小坂さんは日比谷松本楼の常務で、弁舌も爽やかで、話しっぷりは講談師のように見事だった。が、孫文を支えた梅谷庄吉のような日本人がいたことは、それにもまして、大いに誇るべき出来事で、中国と台湾と日本を結びつけるロマンが一挙に広がった。こうした話が今に伝えられなかったのは、そうした偉業を、孫文との友情にとどめたいとする梅谷の遺言にあったようだ。話を伺いながら、NHKラジオ番組「女のきっぷ」での新宿中村屋の相馬黒光さんのパン作りから、世界の革命家を匿い、困った人々を助けぬいた女性の活躍が思い出されたが、この時代の日本人は実に大きかった。
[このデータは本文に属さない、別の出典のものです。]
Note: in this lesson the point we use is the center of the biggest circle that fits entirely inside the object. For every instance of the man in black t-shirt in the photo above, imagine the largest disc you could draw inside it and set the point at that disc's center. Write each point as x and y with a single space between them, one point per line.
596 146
梅谷庄吉と孫文は共通の先生の紹介で出会うが、志が同じだということで意気投合し、梅谷は孫文に「君は兵をあげよ、我は財を以て支援す」といったという。梅谷は写真や映画のビジネスで、アジアを駆け巡り、香港を拠点に実業家として成功を収め、生み出された一兆円ほどの財を投じ、時には孫文の武器供与の要請に集めた武器を送り込み、辛亥革命の成功を支援したという。
日本の明治維新も中国の辛亥革命も、志に共通点は多く、多くの日本人が彼らを支えたことは知られている。今も中国でも、台湾でも、孫文は、歴史上の人物として親しまれている革命家で、映画でだったか、台湾では会議の始まりに、孫文の言葉が読み上げられるというようなシーンも紹介されていた。また、蒋介石と宋美齢の話は有名だが、孫文の奥さんの宋さんも宋三姉妹の一人で、梅谷庄吉の奥さんが、一肌脱いで中国人の二人の結婚を取り持った話も披瀝された。そもそも梅谷は長崎の生まれで、当時は長崎から上海に行くほうが、江戸に行くより近いというのだから、なるほど、飛行機がなければ、船なら上海までは寝ていていけるところだ。
日中問題は実に難しい局面だが、孫文と梅谷庄吉、このスケールの大きな二人の存在が、時空を超えて、両国の結びつきの糸口になってくれそうな気もした。ちなみに、来年から社会の教科書にも登場するそうで、梅谷の話も封印が切られるが、この難局に、もう一肌脱いでもらいたいものである。